Monday, August 2, 2010

Metro and the Magic Bus

Last week I received a door hanger from Metro advertising its "magic bus" service. The door hanger did not tell me what is so magic about the service, but I suspect it has something to do with Metro's ability to make money disappear.

A business advertises in order to attract customers. A government subsidized monopoly, such as Metro, should have no problem attracting customers. After all, they charge rates well below what they are really worth and they have no competition as a matter of government policy. The former provides riders with a bargain, and the latter means nobody can drive them out of business by offering superior service. So why does Metro have such difficulty attracting riders?

The answer is quite simple: They are offering something that most people don't want. However, that won't stop them and all of their other mass-transit buddies from trying to force light rail down our throats. As is typical of government interventions, when one doesn't work we are quickly told that we need more. When bus ridership falls, we are told that we need light rail. When a light rail line is built, and fails to attract the predicted riders, we are told that it is because we don't have enough light rail!?!

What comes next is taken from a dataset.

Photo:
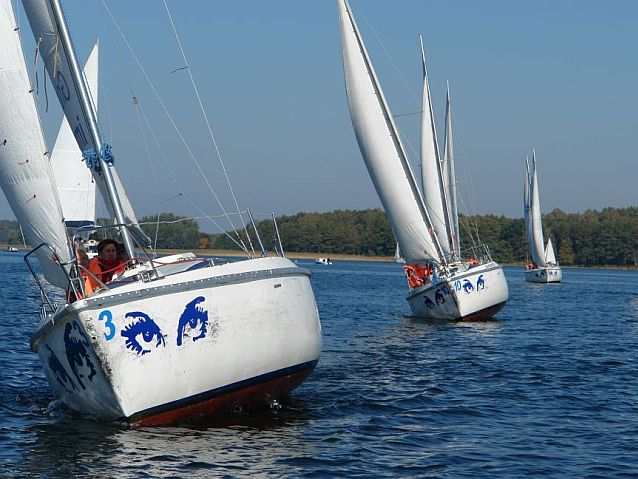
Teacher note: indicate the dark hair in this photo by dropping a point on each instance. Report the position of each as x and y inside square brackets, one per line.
[104, 243]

If a private business used this "reasoning" it wouldn't be a business for long. But Metro has no concerns about using our money wisely, because it obtains that money by coercion, rather than our consent. Unlike a private business, which must produce a return for its investors--investors who may voluntarily withdraw their investment--Metro has no incentive to provide a return on investment or even a service that is desired.

Metro--like all such government boondoggles--is merely a means for those with political connections to legally rob productive citizens. And if you think otherwise, you are being taken for a ride.